There’s a photograph from 2004 that was taken during the pre-game tailgate in which my friends and I are wearing short-sleeve shirts, our baseball caps shielding our eyes from the sun. I think if you look close enough you can even detect beads of sweat on our foreheads.

When Michigan State broke a long touchdown run to extend its lead to 27-10, it was dark and the temperature had dropped to near freezing. In Ann Arbor, the weather can change just like that. So can a football game.

When Garrett Rivas kicked a field goal (this was back when Michigan could kick field goals) to make it a two-score game, many students had already left the Big House. Even as a freshman watching only my fifth game at Michigan Stadium I knew this was unacceptable. I also had a feeling they were going to miss out on something special.
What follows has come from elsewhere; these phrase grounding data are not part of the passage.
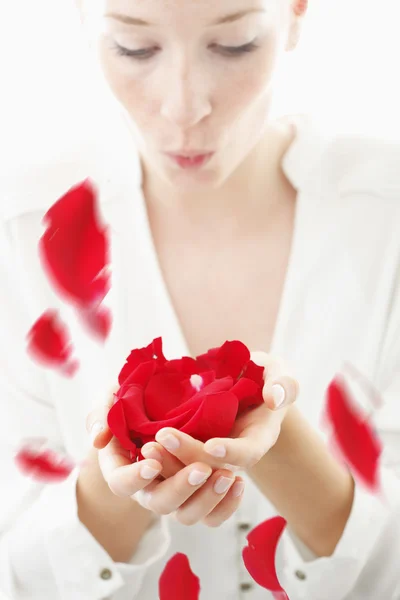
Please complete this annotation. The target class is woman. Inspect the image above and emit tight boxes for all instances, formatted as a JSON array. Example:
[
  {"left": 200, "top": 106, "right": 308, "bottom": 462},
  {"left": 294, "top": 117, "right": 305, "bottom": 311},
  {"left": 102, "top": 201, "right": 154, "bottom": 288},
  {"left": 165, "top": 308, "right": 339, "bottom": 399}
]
[{"left": 1, "top": 0, "right": 400, "bottom": 598}]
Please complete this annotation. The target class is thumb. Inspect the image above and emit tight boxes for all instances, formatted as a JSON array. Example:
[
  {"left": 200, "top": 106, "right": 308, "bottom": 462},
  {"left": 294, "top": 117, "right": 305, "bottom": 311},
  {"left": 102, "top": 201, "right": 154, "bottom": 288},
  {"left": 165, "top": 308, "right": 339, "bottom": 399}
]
[
  {"left": 250, "top": 352, "right": 299, "bottom": 411},
  {"left": 85, "top": 389, "right": 116, "bottom": 449}
]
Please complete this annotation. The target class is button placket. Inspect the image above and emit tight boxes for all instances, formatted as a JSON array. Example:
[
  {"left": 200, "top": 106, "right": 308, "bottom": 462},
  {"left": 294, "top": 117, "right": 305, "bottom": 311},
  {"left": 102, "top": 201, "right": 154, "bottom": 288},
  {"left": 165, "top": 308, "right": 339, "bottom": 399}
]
[{"left": 235, "top": 475, "right": 256, "bottom": 596}]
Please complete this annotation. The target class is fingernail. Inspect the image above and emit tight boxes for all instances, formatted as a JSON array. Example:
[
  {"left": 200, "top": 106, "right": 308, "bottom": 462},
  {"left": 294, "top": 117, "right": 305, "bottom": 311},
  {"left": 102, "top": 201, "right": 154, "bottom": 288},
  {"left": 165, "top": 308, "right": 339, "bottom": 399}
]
[
  {"left": 141, "top": 446, "right": 163, "bottom": 462},
  {"left": 206, "top": 444, "right": 226, "bottom": 458},
  {"left": 271, "top": 384, "right": 286, "bottom": 409},
  {"left": 214, "top": 476, "right": 234, "bottom": 494},
  {"left": 157, "top": 433, "right": 180, "bottom": 451},
  {"left": 140, "top": 465, "right": 161, "bottom": 480},
  {"left": 232, "top": 481, "right": 245, "bottom": 497},
  {"left": 188, "top": 469, "right": 210, "bottom": 486},
  {"left": 89, "top": 422, "right": 104, "bottom": 443},
  {"left": 141, "top": 491, "right": 152, "bottom": 508}
]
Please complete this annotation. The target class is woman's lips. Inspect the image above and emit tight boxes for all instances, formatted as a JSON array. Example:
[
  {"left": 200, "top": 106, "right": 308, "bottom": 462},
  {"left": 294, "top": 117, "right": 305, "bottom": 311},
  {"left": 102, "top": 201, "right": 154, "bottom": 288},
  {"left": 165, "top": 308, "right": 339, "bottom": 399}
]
[{"left": 165, "top": 152, "right": 214, "bottom": 169}]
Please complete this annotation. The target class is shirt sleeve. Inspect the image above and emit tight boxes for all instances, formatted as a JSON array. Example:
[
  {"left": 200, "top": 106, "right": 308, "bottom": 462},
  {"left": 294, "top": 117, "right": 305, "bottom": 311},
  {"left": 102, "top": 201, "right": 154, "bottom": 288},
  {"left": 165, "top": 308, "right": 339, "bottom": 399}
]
[
  {"left": 278, "top": 257, "right": 400, "bottom": 600},
  {"left": 0, "top": 224, "right": 171, "bottom": 600}
]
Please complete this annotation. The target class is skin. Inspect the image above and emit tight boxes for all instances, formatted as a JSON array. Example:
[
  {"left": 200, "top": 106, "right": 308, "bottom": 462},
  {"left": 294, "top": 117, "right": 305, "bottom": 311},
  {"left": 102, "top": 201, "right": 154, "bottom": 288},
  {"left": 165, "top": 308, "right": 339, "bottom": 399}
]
[{"left": 83, "top": 0, "right": 354, "bottom": 557}]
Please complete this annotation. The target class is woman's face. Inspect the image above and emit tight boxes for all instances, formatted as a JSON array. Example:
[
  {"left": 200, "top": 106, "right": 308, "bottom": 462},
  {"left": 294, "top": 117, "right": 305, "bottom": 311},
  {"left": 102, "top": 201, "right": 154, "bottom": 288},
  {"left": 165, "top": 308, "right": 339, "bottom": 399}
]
[{"left": 82, "top": 0, "right": 297, "bottom": 189}]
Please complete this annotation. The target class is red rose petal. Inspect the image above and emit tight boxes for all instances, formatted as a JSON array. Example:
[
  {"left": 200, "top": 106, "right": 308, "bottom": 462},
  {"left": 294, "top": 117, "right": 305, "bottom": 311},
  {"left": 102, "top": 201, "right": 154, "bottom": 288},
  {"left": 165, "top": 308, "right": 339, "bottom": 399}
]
[
  {"left": 39, "top": 178, "right": 111, "bottom": 320},
  {"left": 166, "top": 376, "right": 234, "bottom": 419},
  {"left": 78, "top": 304, "right": 112, "bottom": 341},
  {"left": 242, "top": 516, "right": 289, "bottom": 598},
  {"left": 241, "top": 359, "right": 265, "bottom": 389},
  {"left": 144, "top": 372, "right": 188, "bottom": 421},
  {"left": 26, "top": 310, "right": 79, "bottom": 377},
  {"left": 231, "top": 377, "right": 263, "bottom": 413},
  {"left": 15, "top": 444, "right": 75, "bottom": 483},
  {"left": 324, "top": 376, "right": 382, "bottom": 491},
  {"left": 118, "top": 361, "right": 157, "bottom": 398},
  {"left": 182, "top": 391, "right": 238, "bottom": 441},
  {"left": 196, "top": 340, "right": 251, "bottom": 379},
  {"left": 165, "top": 356, "right": 199, "bottom": 375},
  {"left": 107, "top": 399, "right": 137, "bottom": 452},
  {"left": 159, "top": 553, "right": 200, "bottom": 600},
  {"left": 118, "top": 337, "right": 166, "bottom": 385}
]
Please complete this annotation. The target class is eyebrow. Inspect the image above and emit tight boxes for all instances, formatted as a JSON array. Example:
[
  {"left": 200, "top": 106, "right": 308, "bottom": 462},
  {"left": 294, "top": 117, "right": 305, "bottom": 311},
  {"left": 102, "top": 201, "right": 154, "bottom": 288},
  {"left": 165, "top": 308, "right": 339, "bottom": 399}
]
[{"left": 104, "top": 8, "right": 265, "bottom": 27}]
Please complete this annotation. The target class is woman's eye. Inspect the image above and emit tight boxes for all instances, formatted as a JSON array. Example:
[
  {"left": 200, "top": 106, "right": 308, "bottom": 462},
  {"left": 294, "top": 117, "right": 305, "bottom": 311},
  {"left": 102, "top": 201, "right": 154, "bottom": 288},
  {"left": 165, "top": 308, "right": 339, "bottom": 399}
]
[
  {"left": 111, "top": 41, "right": 259, "bottom": 61},
  {"left": 214, "top": 42, "right": 259, "bottom": 57},
  {"left": 112, "top": 43, "right": 157, "bottom": 60}
]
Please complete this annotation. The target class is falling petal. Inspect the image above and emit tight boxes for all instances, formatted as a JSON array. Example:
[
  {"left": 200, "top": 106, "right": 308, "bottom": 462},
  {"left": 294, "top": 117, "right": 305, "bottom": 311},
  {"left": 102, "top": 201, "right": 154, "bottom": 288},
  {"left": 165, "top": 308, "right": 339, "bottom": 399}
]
[
  {"left": 159, "top": 553, "right": 200, "bottom": 600},
  {"left": 26, "top": 310, "right": 79, "bottom": 377},
  {"left": 78, "top": 304, "right": 112, "bottom": 341},
  {"left": 15, "top": 443, "right": 75, "bottom": 483},
  {"left": 38, "top": 178, "right": 112, "bottom": 339},
  {"left": 324, "top": 376, "right": 382, "bottom": 492},
  {"left": 242, "top": 516, "right": 289, "bottom": 598}
]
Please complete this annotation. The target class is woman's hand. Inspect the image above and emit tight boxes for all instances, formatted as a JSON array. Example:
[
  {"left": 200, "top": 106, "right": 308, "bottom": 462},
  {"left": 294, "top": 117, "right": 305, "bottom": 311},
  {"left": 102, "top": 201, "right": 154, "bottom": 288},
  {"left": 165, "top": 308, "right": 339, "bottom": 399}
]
[
  {"left": 85, "top": 398, "right": 245, "bottom": 527},
  {"left": 150, "top": 352, "right": 299, "bottom": 472}
]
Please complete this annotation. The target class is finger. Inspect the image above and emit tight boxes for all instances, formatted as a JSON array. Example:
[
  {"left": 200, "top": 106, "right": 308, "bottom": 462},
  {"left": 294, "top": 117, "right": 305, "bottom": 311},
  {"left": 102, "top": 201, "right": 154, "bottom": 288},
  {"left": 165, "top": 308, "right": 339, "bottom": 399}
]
[
  {"left": 98, "top": 443, "right": 163, "bottom": 497},
  {"left": 86, "top": 392, "right": 116, "bottom": 449},
  {"left": 140, "top": 462, "right": 212, "bottom": 516},
  {"left": 250, "top": 351, "right": 286, "bottom": 382},
  {"left": 202, "top": 476, "right": 245, "bottom": 527},
  {"left": 141, "top": 442, "right": 184, "bottom": 478},
  {"left": 263, "top": 374, "right": 300, "bottom": 411},
  {"left": 204, "top": 409, "right": 283, "bottom": 468},
  {"left": 250, "top": 352, "right": 299, "bottom": 410},
  {"left": 154, "top": 428, "right": 239, "bottom": 471},
  {"left": 174, "top": 469, "right": 236, "bottom": 526}
]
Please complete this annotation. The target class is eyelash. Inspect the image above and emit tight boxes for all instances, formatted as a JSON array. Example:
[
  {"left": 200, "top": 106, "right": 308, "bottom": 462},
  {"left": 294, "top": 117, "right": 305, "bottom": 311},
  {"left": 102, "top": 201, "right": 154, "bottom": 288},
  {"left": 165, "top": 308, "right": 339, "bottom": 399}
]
[{"left": 111, "top": 41, "right": 259, "bottom": 61}]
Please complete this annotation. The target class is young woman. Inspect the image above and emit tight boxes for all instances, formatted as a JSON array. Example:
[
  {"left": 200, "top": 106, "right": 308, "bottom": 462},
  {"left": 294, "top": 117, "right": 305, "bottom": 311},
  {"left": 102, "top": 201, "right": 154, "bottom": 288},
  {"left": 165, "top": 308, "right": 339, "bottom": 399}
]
[{"left": 1, "top": 1, "right": 400, "bottom": 599}]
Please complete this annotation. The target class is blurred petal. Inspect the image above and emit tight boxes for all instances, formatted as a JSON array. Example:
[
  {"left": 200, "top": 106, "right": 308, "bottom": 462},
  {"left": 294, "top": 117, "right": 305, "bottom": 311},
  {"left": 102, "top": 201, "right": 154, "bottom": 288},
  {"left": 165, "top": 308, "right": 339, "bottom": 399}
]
[
  {"left": 242, "top": 516, "right": 289, "bottom": 598},
  {"left": 14, "top": 443, "right": 75, "bottom": 483},
  {"left": 26, "top": 309, "right": 79, "bottom": 377},
  {"left": 78, "top": 304, "right": 112, "bottom": 341},
  {"left": 324, "top": 376, "right": 382, "bottom": 492},
  {"left": 38, "top": 178, "right": 111, "bottom": 338},
  {"left": 159, "top": 553, "right": 200, "bottom": 600}
]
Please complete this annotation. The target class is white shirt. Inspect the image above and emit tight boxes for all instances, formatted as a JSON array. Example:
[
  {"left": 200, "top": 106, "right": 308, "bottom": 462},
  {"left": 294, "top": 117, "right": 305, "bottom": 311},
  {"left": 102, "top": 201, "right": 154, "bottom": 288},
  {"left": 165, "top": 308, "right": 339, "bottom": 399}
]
[{"left": 1, "top": 113, "right": 400, "bottom": 600}]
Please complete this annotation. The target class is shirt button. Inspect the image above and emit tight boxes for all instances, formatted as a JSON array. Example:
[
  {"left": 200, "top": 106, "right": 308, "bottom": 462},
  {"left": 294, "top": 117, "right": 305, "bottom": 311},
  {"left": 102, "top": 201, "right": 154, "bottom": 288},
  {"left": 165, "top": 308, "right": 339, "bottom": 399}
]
[
  {"left": 238, "top": 522, "right": 251, "bottom": 531},
  {"left": 240, "top": 582, "right": 254, "bottom": 592},
  {"left": 100, "top": 568, "right": 113, "bottom": 581},
  {"left": 295, "top": 569, "right": 307, "bottom": 580}
]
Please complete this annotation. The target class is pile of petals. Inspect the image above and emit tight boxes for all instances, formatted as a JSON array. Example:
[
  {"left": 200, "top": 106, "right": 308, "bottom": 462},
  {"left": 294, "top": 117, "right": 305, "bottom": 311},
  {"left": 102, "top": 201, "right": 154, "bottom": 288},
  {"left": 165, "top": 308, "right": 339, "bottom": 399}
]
[
  {"left": 27, "top": 177, "right": 112, "bottom": 376},
  {"left": 108, "top": 337, "right": 265, "bottom": 461}
]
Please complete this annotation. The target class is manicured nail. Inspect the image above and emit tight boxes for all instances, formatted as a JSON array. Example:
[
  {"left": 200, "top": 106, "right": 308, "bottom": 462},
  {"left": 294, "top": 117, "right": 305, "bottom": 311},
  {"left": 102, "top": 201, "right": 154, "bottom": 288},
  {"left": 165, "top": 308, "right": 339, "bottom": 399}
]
[
  {"left": 157, "top": 433, "right": 180, "bottom": 451},
  {"left": 141, "top": 445, "right": 162, "bottom": 462},
  {"left": 214, "top": 476, "right": 234, "bottom": 494},
  {"left": 188, "top": 469, "right": 210, "bottom": 486},
  {"left": 206, "top": 444, "right": 226, "bottom": 458},
  {"left": 232, "top": 481, "right": 245, "bottom": 497},
  {"left": 90, "top": 422, "right": 104, "bottom": 443},
  {"left": 271, "top": 384, "right": 286, "bottom": 409},
  {"left": 140, "top": 465, "right": 161, "bottom": 480},
  {"left": 141, "top": 491, "right": 152, "bottom": 508}
]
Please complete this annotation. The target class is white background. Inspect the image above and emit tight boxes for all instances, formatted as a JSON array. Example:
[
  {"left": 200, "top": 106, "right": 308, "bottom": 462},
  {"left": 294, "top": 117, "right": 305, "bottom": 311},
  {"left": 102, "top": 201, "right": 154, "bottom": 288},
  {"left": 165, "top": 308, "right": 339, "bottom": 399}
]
[{"left": 0, "top": 0, "right": 399, "bottom": 173}]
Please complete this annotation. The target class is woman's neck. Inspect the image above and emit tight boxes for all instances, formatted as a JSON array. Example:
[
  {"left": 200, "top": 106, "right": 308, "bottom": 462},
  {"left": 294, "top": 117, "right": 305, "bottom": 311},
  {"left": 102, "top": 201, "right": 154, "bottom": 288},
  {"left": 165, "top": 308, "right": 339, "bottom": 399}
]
[{"left": 141, "top": 120, "right": 297, "bottom": 232}]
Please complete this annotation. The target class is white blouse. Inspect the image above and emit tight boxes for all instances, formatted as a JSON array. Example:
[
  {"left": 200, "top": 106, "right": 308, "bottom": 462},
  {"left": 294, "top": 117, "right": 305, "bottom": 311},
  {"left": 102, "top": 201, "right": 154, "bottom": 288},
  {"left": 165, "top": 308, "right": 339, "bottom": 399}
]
[{"left": 1, "top": 113, "right": 400, "bottom": 600}]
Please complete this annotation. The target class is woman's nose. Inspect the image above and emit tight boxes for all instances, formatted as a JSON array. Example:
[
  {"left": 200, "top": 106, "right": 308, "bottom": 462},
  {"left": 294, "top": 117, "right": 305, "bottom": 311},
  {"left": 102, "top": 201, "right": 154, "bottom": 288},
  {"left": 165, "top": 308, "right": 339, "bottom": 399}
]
[{"left": 160, "top": 65, "right": 212, "bottom": 128}]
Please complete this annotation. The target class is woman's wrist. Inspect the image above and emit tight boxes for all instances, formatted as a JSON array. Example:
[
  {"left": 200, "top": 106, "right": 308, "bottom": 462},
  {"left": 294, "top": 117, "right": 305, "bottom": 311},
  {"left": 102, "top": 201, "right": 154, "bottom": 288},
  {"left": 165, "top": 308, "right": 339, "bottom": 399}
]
[
  {"left": 248, "top": 405, "right": 355, "bottom": 557},
  {"left": 77, "top": 448, "right": 157, "bottom": 563}
]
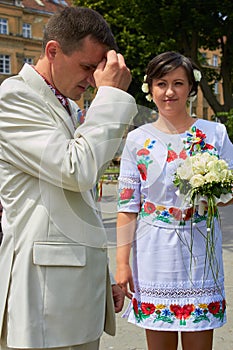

It was Halloween eve, after all, and the Wolverines had a few tricks left.

Rivas’ field goal came with 6:27 left in the game to cut the deficit to 27-13. Michigan recovered an onside kick and two plays later freshman Chad Henne found senior Braylon Edwards for a 36-yard touchdown.

Michigan got a defensive stop (this was back when Michigan could get defensive stops), and once again, two plays later, Henne hit Edwards for a long score. The first catch was probably better—he really had to go up and snatch it away from the defender—but this one was certainly impressive, as Edwards contorts his body to snag it while the defensive back waits for a ball that never reaches him. Michigan had tied the game.

In overtime, Jason Avant made a spectacular catch for Michigan’s first touchdown, but it was Edwards who sealed the deal, slanting towards the middle of the field, hauling in a pass around the 10 and racing into the endzone. Michigan stopped the Spartans and won 45-37 in three overtimes. Edwards finished with 11 catches for 189 yards and three TDs.

Looking back at the box score, I was shocked to discover that freshman Mike Hart ran for 224 yards. In the highlight reel in my head, every Michigan gain is a bomb from Henne to Edwards. Can you blame me?

In the Big House, a beautiful afternoon can quickly turn into a chilly evening. (Credit:ThatsHowIRoll)

I still enjoy watching those highlights. Mike Tirico, an Ann Arbor guy, rises to the occasion and brings great energy, despite one of the other announcers constantly questioning the referees when they rule in favor of Michigan.

But what I remember most about this game was that it lasted fours hours and 31 minutes, ending at 8:11. Before that game I had never considered what happened when Michigan had 3:30 kick-offs; the answer was of course temporary lights.

I also remember thinking that Edwards had a legitimate shot at winning the Heisman Trophy that year (he finished 10th; 9th if you don’t count Reggie Bush). He was, simply put, a man among boys. What he was doing didn’t even seem fair. The defensive backs trying to cover him looked like dwarves.

I remember noticing Henne lock his eyes on Edwards basically as soon as they broke the huddle, and never looking anywhere else as he dropped back and eventually released the ball. This probably hurt Henne at times during his sophomore season—he sometimes seemed to forget how to scan his available receivers. That is of course a small criticism in what was a remarkable four-year career, and speaks a lot towards Edwards’ impact.

Finally, I’ll remember that walk home after the game. I was still freezing, but I didn’t really care anymore. I had just witnessed one of the greatest sporting events of my life.